Bernard Richard has released a letter he sent to Minister of Children and Family Development Katrine Conroy in which he described his “grave concerns” about contracted residential resources for children and youth in care.
“The time has come to express in very strong words that the ministry is failing in its very important responsibility to the most vulnerable children in British Columbia,” Richard said in an interview.
He wrote in the letter that he was shocked to learn that 18 children and youth recently had to be relocated from a Lower Mainland residential agency because a youth claimed a staff member was gang-affiliated, took youth on drug drops, smoked marijuana with them and offered them cocaine. Neither Richard nor the ministry would name the residential agency due to concerns about identifying youth in care, which is banned under B.C. law.
An investigation by the ministry found only 10 of 33 staff and caregivers at the agency were cleared as risk-free by criminal record checks and other security screening, Richard wrote in the letter. Nine of the workers have since been barred from similar jobs for life, while 13 others are being further screened due to “concerning information,” he wrote.
Sadly, Richard wrote, the incident is not an isolated one. A report by his office in 2017 detailed the tragic death two years earlier of a youth who committed suicide after being placed in a hotel with little in the way of supervision and supports.
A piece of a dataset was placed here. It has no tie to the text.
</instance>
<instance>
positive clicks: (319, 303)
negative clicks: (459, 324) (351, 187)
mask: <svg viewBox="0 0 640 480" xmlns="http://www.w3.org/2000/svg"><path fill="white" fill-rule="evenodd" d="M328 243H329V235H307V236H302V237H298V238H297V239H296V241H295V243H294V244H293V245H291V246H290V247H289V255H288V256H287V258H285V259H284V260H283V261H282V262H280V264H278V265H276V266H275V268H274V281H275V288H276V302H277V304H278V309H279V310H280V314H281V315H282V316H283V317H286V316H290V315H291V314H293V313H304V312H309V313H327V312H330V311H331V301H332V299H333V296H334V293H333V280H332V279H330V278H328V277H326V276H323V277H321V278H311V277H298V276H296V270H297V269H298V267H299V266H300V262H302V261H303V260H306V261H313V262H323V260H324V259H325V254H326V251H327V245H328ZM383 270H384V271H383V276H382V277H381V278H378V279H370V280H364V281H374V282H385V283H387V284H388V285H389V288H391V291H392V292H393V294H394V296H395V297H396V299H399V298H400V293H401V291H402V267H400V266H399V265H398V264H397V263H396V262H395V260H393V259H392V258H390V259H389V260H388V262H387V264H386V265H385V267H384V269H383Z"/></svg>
The ministry had moved the teenager to the hotel after it closed the residential agency where he lived due to problems including inadequate screening of staff, Richard wrote.
In July 2016, the ministry investigated allegations of inappropriate care at another contracted Lower Mainland residential agency. The investigation also found poor qualifications and lack of completed background checks, according to Richard’s letter.
More than 70 kids have been forced to move out of group homes in the past three years, Richard said in the interview.
“The group homes are the placement of last resort and they require caregivers who can actually support very vulnerable children and not the kind of behaviour that we’ve seen again and again,” he said.
Following Richard’s 2017 report, the ministry created a centralized screening hub to review the backgrounds of all staff working at group homes in the province. Nearly half of B.C.’s 96 residential agencies have yet to screen their staff through this hub, Richard said.
Minister Katrine Conroy said she was surprised by the statistic.
“It’s unacceptable,” she told reporters in Victoria. “We need to ensure that anybody who is working with youth has the proper credentials and the proper checks in place. ... That has to happen and it will happen.”
Effective immediately, no new residential agencies will be opened without the approval of a senior ministry official, she said, and the ministry will review the circumstances of the more than 800 children and youth currently living in group homes. As part of the review, the ministry will develop a new approval process for placing any child or youth in a group home, she said.
“I agree with (Richard) that we need to do a better job,” she said. “I think what people have tried to do is correct the status quo, and I think what we have to do is overhaul the system.”
Richard questioned why the government hadn’t addressed his concerns about group homes sooner and whether he could trust it to follow through. He offered to work with the ministry a year and a half ago on this issue and it refused, he said.
“We’ll monitor what they actually do. I’d rather measure them on outcomes than on promises,” he said. “I’ve learned too many times the promises only go so far.”
The ministry hasn’t put enough resources into the system for a long time, said Rick FitzZaland of the Federation of Community Services, which represents dozens of organizations that provide multiple services including residential care to youth. There aren’t enough foster parents or good-quality group homes, so desperate social workers end up placing children in inadequate and inappropriate residential facilities, he said.
“The answer isn’t just to close those, which needs to be done,” he said. “The answer is to build an adequately resourced, professional appropriate system of care for the children who need that care. And they have not done that.”